La malattia di Alzheimer è la forma più comune di demenza e, come tale, comporta un progressivo e decadimento delle funzioni cognitive. In Italia, secondo le stime, circa 1 milione di persone soffrono di demenza e circa 3 milioni sono coinvolte direttamente o indirettamente nell’assistenza di persone con demenza.
Nonostante ciò, la M. d’Alzheimer è spesso sottostimata, confusa con altre forme di decadimento cognitivo e di conseguenza molte volte è affrontata in modo inadeguato sia da un punto di vista terapeutico che assistenziale. Capita di sentire dire che la M. d’Alzheimer abbia un esordio acuto. Niente di più falso. La  presentazione dei sintomi clinici della malattia è spesso subdola, caratterizzata da manifestazioni sintomatologiche non troppo evidenti. Per questo motivo spesso agli esordi questa malattia viene confusa con sintomi generici di tipo psicopatologico (ansia, depressione) o addirittura con una normale evoluzione fisiologica dell’invecchiamento.

Esiste quindi una fase iniziale, definita prodromica, della M. di Alzheimer che è difficile da individuare. I segni caratteristici di questa fase sono in genere rappresentati da episodici deficit attentivi e/o mnestici e sindromi ansioso-depressive.  L’identificazione della fase prodromica della M. di Alzheimer dipende molto dall’abilità e dall’esperienza del medico di evidenziarla anche in momenti casuali, nei quali ad esempio il paziente si rivolge a lui per un controllo di altro tipo. In questa fase sono necessarie una accurata e completa anamnesi in presenza di un familiare; una valutazione completa e approfondita del funzionamento cognitivo (attenzione, memoria, linguaggio…); una valutazione degli aspetti affettivi (ansia, depressione); l’esecuzione di esami neuroradiologici (TAC, RMN…); e una valutazione funzionale delle abilità di vita quotidiana. È fondamentale sapere che in questa fase le valutazioni brevi del profilo cognitivo (MMSE, MoCA, Clock Drawing Test…), seppur utili, esitano spesso con numerosi falsi negativi, sottostimando la presenza di un disturbo cognitivo.
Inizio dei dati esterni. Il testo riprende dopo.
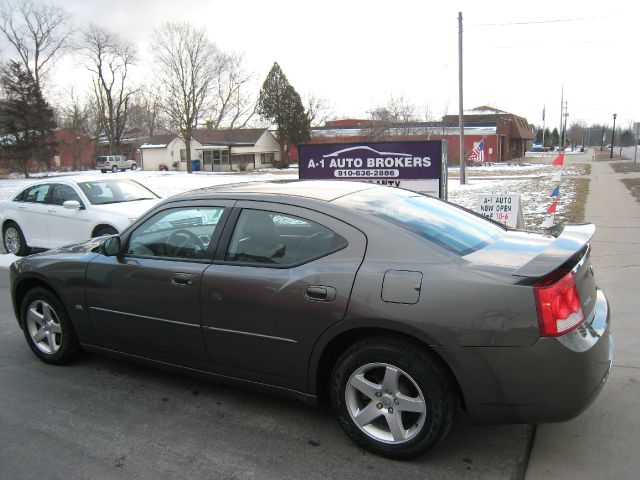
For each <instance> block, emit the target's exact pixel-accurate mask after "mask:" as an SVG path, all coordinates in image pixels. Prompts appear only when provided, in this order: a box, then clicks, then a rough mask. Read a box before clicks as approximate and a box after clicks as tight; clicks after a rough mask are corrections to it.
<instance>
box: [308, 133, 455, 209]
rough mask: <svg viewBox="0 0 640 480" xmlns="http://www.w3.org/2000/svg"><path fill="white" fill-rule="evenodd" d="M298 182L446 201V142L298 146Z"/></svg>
mask: <svg viewBox="0 0 640 480" xmlns="http://www.w3.org/2000/svg"><path fill="white" fill-rule="evenodd" d="M298 152H299V158H300V159H299V162H298V167H299V178H300V180H351V181H354V180H355V181H364V182H371V183H378V184H381V185H389V186H392V187H402V188H407V189H409V190H415V191H418V192H423V193H427V194H429V195H433V196H436V197H439V198H442V199H445V200H446V198H447V142H446V141H422V142H373V143H370V142H360V143H314V144H303V145H299V146H298Z"/></svg>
I segni della fase prodromica vengono spesso sottovalutati sia dai familiari che dai medici di medicina generale o specialisti, determinando un ritardo nella diagnosi e nel trattamento, riducendo la parentesi di autonomia che il trattamento farmacologico e non potrebbe contribuire a mantenere. Le ragioni di tale superficialità sono molteplici e possono essere rintracciate da un lato in un senso di frustrazione da parte di medici, derivante dalla mancanza di una terapia farmacologica risolutiva, e dall’altro possono rintracciarsi in atteggiamenti di negazione di pazienti e familiari. Molto spesso la responsabilità di ciò è interamente condivisa tra medici di medicina generale e geriatri o neurologi. Inoltre, in aggiunta al ritardo diagnostico assistenziale, tutto questo determina il fornire grossolane informazioni ai familiari, che non vengono, quindi, messi nella condizione di acquisire né le nozioni adeguate rispetto alla malattia, né gli strumenti necessari per affrontarla. Chi ne paga il prezzo è il paziente e il suo nucleo familiare.
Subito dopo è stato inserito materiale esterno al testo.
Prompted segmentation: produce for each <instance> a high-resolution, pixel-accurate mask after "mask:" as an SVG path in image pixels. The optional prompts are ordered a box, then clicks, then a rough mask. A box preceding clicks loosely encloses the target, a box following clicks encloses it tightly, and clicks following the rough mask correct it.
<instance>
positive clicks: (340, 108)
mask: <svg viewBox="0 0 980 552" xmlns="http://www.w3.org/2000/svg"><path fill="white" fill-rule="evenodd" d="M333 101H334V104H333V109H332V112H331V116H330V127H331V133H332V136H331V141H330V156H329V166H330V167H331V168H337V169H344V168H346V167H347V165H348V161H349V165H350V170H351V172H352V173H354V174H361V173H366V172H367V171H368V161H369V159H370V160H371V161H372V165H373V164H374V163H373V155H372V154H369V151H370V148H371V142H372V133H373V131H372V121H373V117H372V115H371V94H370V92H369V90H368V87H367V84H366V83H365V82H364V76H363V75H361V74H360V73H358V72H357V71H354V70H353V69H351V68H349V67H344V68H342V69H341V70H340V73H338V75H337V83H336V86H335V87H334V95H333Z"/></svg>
In questo contesto, la malattia procede esclusivamente (o quasi) nell’ambiente domestico che la gestisce con gli strumenti in suo possesso, spesso inadeguati ed insufficienti. L’approssimativa (o addirittura mancata) assistenza fornita alla persona malata e ai suoi familiari può condurre ad un incremento della conflittualità tra i membri del nucleo familiare; ad un maggiore ritiro sociale del nucleo stesso; a sentimenti di rabbia, vergogna o colpa esperite sia dal malato (nelle prime fasi della malattia) che dai familiari; e sfocia in un profondo senso di abbandono.
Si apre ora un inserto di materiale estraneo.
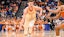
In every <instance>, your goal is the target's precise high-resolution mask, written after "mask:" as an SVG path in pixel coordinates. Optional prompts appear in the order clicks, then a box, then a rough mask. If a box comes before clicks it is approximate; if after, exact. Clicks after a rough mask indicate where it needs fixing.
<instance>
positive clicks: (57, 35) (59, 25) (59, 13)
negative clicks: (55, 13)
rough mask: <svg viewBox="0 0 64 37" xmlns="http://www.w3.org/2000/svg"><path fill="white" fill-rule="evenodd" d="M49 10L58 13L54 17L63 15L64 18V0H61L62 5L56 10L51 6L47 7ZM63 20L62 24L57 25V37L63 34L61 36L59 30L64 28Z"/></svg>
mask: <svg viewBox="0 0 64 37" xmlns="http://www.w3.org/2000/svg"><path fill="white" fill-rule="evenodd" d="M47 10H48V11H50V12H53V13H58V14H57V16H55V17H54V19H57V18H60V17H61V18H62V19H63V20H64V1H63V0H60V6H58V7H57V9H56V10H52V9H50V8H49V7H47ZM63 20H62V21H60V22H61V24H60V25H57V27H56V36H57V37H61V36H59V34H60V32H59V30H60V29H63V28H64V21H63Z"/></svg>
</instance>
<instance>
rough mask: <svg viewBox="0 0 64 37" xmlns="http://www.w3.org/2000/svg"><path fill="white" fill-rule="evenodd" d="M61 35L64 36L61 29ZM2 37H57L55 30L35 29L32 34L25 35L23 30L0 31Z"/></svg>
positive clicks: (60, 34) (0, 34)
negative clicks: (16, 31)
mask: <svg viewBox="0 0 64 37" xmlns="http://www.w3.org/2000/svg"><path fill="white" fill-rule="evenodd" d="M60 35H61V37H64V31H60ZM0 37H56V36H55V31H44V32H39V31H35V32H34V33H33V34H32V35H30V36H29V35H28V36H24V34H23V32H9V33H7V32H0Z"/></svg>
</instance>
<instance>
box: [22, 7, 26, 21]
mask: <svg viewBox="0 0 64 37" xmlns="http://www.w3.org/2000/svg"><path fill="white" fill-rule="evenodd" d="M26 14H27V8H25V9H24V11H23V16H22V20H23V21H24V19H25V16H26Z"/></svg>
In conclusione, la riduzione dei pregiudizi su strumenti diagnostici e proposte terapeutiche restituirebbe motivazione ai medici che intercettano una persona con disturbi cognitivi e ridurrebbe il senso di impotenza di malati e familiari derivante dalla convinzione di essere davanti ad un male le cui caratteristiche rendono inutile eseguire esami e impegnarsi in percorsi terapeutici.